I rappresentanti di EA-European Aluminium -hanno partecipato a una serie di meeting con i neoeletti rappresentanti del parlamento europeo in funzione della salvaguardia di un settore industriale strategico per l’indipendenza futura dell’Unione come quello del metallo leggero
di Orazio Zoccolan
Nello scorso mese di gennaio si sono svolti tre importanti incontri tra i rappresentanti di European Aluminium, associazione continentale dell’industria del metallo leggero, e della Commissione Europea. Si è trattato, secondo i vertici di EA, di un’opportunità da cogliere: interagire con esponenti del parlamento europeo insediatisi solo pochi mesi fa è parso all’associazione particolarmente utile, soprattutto nell’ottica delle proposte di regolamentazione, attualmente in fase di stesura, su tematiche di fondamentali quali il Clean Industrial Deal e il Metals Action Plan. Il 16 gennaio si è tenuto un meeting che ha visto protagonista il Commissario Maroš Šefčovič, responsabile UE per il commercio e la sicurezza economica, e una delegazione di EA che comprendeva il Presidente Philipp Schlüter, Giorgio Di Betta (Chairman della Divisione Estrusione di EA), e Milan Vesely, Ceo di Slovalco. L’obiettivo era quello di condividere le problematiche legate alle principali sfide che l’industria europea dell’alluminio sta andando ad affrontare. Il confronto si è concentrato, in particolare, sulla sempre più preoccupante perdita di rottami dei Paesi dell’Unione, sulla sovraccapacità cinese e, conseguentemente, sulla crescente dipendenza dell’Europa dalle importazioni, tutti fattori che minano la competitività e la sostenibilità dell’industria europea del metallo leggero. Nell’occasione è presentato il piano d’azione elaborato da EA a sostegno della filiera e illustrato il ruolo fondamentale dell’alluminio nella transizione ambientale in corso. Šefčovič ha riconosciuto che in passato il settore è stato trascurato, sottolineando però l’attuale, forte motivazione della Commissione europea a operare a stretto contatto il sistema imprenditoriale del settore. Il nostro impegno a raggiungere i risultati auspicati – ha sottolineato il Commissario europeo – necessiterà tuttavia di tempistiche adeguate per tradursi in fatti concreti.

Quali misure per limitare l’esportazione di rottami metallici europei?

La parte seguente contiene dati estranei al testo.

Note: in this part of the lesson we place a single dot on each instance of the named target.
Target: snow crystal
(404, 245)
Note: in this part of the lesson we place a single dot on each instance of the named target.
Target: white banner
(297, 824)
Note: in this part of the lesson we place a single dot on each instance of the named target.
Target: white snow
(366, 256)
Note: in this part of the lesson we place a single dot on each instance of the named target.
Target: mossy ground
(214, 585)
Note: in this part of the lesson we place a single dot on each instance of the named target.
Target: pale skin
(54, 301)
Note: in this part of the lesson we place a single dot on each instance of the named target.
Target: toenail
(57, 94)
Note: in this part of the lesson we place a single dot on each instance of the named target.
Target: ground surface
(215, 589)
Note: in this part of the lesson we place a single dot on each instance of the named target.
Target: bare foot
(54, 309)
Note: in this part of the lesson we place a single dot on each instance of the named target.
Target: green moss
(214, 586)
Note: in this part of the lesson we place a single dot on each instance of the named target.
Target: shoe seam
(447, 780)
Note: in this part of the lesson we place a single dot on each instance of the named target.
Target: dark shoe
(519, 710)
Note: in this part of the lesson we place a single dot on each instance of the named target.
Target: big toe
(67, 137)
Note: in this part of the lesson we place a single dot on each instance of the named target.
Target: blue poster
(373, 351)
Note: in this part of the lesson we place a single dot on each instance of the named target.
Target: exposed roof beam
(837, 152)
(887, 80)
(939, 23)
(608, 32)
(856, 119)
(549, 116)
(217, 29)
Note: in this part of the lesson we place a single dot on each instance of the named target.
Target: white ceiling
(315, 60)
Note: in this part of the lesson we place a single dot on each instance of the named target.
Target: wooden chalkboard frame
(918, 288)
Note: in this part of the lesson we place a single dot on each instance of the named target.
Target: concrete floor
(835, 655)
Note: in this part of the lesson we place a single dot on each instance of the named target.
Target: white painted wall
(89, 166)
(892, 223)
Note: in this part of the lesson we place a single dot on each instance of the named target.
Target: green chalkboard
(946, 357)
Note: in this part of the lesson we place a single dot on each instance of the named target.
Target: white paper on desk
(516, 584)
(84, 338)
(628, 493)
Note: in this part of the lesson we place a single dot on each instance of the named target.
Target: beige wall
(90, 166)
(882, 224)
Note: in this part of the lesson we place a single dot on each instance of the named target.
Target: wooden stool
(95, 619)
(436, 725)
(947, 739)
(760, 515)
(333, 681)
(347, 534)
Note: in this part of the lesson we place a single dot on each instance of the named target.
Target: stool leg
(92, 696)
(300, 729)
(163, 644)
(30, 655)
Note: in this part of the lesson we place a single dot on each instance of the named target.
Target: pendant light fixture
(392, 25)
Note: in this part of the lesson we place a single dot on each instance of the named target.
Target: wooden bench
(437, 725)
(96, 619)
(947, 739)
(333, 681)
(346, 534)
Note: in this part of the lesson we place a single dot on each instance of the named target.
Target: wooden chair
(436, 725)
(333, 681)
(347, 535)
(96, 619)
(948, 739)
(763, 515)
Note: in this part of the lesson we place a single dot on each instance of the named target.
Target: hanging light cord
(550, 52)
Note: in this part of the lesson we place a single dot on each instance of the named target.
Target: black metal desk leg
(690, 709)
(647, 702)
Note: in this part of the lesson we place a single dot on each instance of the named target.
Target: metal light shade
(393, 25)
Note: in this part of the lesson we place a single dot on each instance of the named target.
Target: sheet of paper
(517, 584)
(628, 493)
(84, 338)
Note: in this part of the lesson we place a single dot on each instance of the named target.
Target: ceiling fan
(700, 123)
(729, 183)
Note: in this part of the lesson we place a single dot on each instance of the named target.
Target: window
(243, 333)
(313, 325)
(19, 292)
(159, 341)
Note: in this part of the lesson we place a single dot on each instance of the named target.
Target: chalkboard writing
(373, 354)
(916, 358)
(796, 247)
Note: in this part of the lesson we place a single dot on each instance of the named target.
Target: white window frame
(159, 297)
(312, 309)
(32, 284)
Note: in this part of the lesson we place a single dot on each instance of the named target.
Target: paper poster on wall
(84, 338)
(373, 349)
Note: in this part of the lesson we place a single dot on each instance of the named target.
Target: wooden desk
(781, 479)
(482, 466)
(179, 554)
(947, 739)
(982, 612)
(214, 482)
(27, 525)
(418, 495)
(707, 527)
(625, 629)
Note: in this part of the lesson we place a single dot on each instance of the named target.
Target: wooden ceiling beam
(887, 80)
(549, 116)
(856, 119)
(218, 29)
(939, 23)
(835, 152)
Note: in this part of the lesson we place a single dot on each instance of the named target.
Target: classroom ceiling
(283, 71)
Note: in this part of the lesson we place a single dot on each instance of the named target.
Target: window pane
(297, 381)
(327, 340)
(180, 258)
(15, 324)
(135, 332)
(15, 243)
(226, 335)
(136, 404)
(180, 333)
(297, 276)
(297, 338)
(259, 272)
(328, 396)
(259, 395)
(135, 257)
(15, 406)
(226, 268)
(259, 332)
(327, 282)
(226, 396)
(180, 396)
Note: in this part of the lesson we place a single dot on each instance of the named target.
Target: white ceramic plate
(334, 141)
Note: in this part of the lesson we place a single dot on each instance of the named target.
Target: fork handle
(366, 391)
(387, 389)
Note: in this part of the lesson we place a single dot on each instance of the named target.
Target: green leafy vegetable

Il giorno precedente, mercoledì 15 gennaio, si era svolto un incontro con il gabinetto del Vicepresidente esecutivo Séjourné sul tema della competitività dell’industria. In quella sede i rappresentanti di European Aluminium hanno sottoposto agli interlocutori il panorama delle aspettative del nostro settore collegate all’imminente Clean Industrial Deal e Metals Action Plan. Sono state illustrate le principali priorità per i prossimi cinque anni -come identificato nell’Aluminium Action Plan- e chiesto un approccio mirato nei confronti di una filiera assolutamente strategica come quella dell’alluminio. In quest’ottica è stato ancora una volta ampiamente documentato come i prezzi alle stelle dell’energia, il ruolo sempre più invasivo della Cina sul mercato globale, la costante perdita di rottami da parte dell’UE e la necessità di accelerare la decarbonizzazione stiano esercitando una pressione senza precedenti sul settore. Proprio sull’esodo in alcuni Paesi terzi dei rottami di alluminio si è svolta infine, il 17 gennaio, una tavola rotonda dedicata. Una delegazione di EA, comprendente Carlos Ruiz de Veye (Chairman della Divisione Riciclo di EA), Frank Øverli di Hydro, Silvia Marini e Ruggero Zambelli di Raffmetal, Alexandre Gellert di Novelis, ha incontrato i responsabili comunitari delle DG Trade, Environment e Growth. Il meeting ha rappresentato il seguito a una lettera che European Aluminium aveva inviato a dicembre alla Presidente von der Leyen per sollecitare misure immediate a protezione del settore. Il confronto ha permesso di fornire ai rappresentanti UE approfondimenti e dati per comprendere pienamente la portata dell’attuale perdita di rottami di alluminio in Europa ed è servito da prologo fondamentale per gli incontri futuri già in programma tra EA e Commissione sulla questione.